Un cadre juridique assoupli

Depuis 40 ans, la législation relative aux CDD a été largement réformée : nouveaux cas de recours, baisse des cas où l’indemnité de fin de CDD est versée, place croissante accordée aux partenaires sociaux pour organiser le régime juridique des CDD. Avec la loi précitée du 17 juin 2020, le législateur permet à un accord d’entreprise (conclu jusqu’au 31 décembre 2020) de fixer le nombre maximal de renouvellements de CDD, ainsi que le délai de carence, pendant lequel il ne peut être conclu un nouveau CDD avec un salarié. Même temporaire, ce choix interpelle à plusieurs titres. En effet, depuis les ordonnances « travail » de septembre 2017, seul un accord de branche étendu peut contenir des dispositions sur ces questions (à défaut d’accord de branche, les dispositions supplétives du Code du travail s’appliquent). Ce thème fait d’ailleurs partie du dénommé « bloc 1 », dans lequel l’accord de branche prévaut sur l’accord d’entreprise. Sauf si celui-ci contient des dispositions au moins équivalentes. Avec la loi du 17 juin 2020, les dispositions d’un accord d’entreprise s’appliqueront en matière de CDD, quand bien même un accord de branche étendu prévoirait des dispositions plus favorables. Outre le fait que la force obligatoire de l’accord de branche conclu est affaiblie, cela prive les salariés des garanties de la branche et ouvre la porte à un risque de dérives (ex : nombre élevé de CDD pouvant être renouvelés, délai de carence très courts…) dont les premiers perdants seront précisément… les salariés précaires ! L’avenir dira si les partenaires sociaux concluront des accords sur ces points. Mais peut-être faudrait-il, à titre conclusif, rappeler que les CDD n’ont pas pour objet ou pour effet de pourvoir durablement aux emplois liés à l’activité normale et permanente des entreprises…

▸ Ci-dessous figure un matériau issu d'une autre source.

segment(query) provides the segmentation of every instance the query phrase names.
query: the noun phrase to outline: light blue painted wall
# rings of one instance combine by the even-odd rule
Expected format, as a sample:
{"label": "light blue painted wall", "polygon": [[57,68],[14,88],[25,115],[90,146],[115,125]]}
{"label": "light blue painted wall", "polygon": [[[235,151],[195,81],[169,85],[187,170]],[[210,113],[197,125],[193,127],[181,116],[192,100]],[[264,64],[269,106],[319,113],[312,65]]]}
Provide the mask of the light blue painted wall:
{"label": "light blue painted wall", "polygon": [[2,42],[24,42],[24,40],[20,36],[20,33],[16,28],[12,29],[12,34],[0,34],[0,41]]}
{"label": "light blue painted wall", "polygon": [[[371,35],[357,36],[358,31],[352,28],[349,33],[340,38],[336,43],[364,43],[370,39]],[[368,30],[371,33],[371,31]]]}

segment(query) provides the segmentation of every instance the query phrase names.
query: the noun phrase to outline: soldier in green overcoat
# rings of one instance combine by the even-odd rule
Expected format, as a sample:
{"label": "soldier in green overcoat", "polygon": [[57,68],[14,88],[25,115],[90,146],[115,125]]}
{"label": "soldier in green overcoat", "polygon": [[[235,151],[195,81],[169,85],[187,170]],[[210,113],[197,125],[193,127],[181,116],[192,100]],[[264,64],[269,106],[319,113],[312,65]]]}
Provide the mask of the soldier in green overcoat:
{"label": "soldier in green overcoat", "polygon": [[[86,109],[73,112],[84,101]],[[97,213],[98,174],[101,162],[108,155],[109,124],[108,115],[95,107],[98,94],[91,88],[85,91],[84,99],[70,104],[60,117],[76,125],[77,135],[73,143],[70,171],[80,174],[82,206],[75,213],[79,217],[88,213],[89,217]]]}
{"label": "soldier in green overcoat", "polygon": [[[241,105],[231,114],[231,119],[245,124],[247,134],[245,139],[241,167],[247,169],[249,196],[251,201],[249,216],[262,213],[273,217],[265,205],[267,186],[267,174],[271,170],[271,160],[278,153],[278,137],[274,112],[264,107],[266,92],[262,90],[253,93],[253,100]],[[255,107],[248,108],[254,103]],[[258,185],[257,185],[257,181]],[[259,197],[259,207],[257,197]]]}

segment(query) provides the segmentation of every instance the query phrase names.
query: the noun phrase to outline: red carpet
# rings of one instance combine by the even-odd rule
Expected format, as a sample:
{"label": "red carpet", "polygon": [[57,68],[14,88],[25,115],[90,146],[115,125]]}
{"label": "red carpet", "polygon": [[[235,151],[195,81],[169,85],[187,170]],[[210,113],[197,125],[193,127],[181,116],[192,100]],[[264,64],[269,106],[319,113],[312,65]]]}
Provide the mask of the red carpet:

[1] « Les enjeux de la mixité sociale en France, fiches repères INJEP.

[2] « CDD, CDI : comment évoluent les embauches et les ruptures depuis 25 ans? », DARES Analyses, n° 026, juin 2018.

[3] A. DUFOUR, « Pour les jeunes, le CDD est un tremplin vers l’emploi, La Croix, 2 juillet 2019.

[4] « CDD, CDI : comment évoluent les embauches et les ruptures depuis 25 ans? », art. préc.

[5] Cf. Observatoire des inégalités.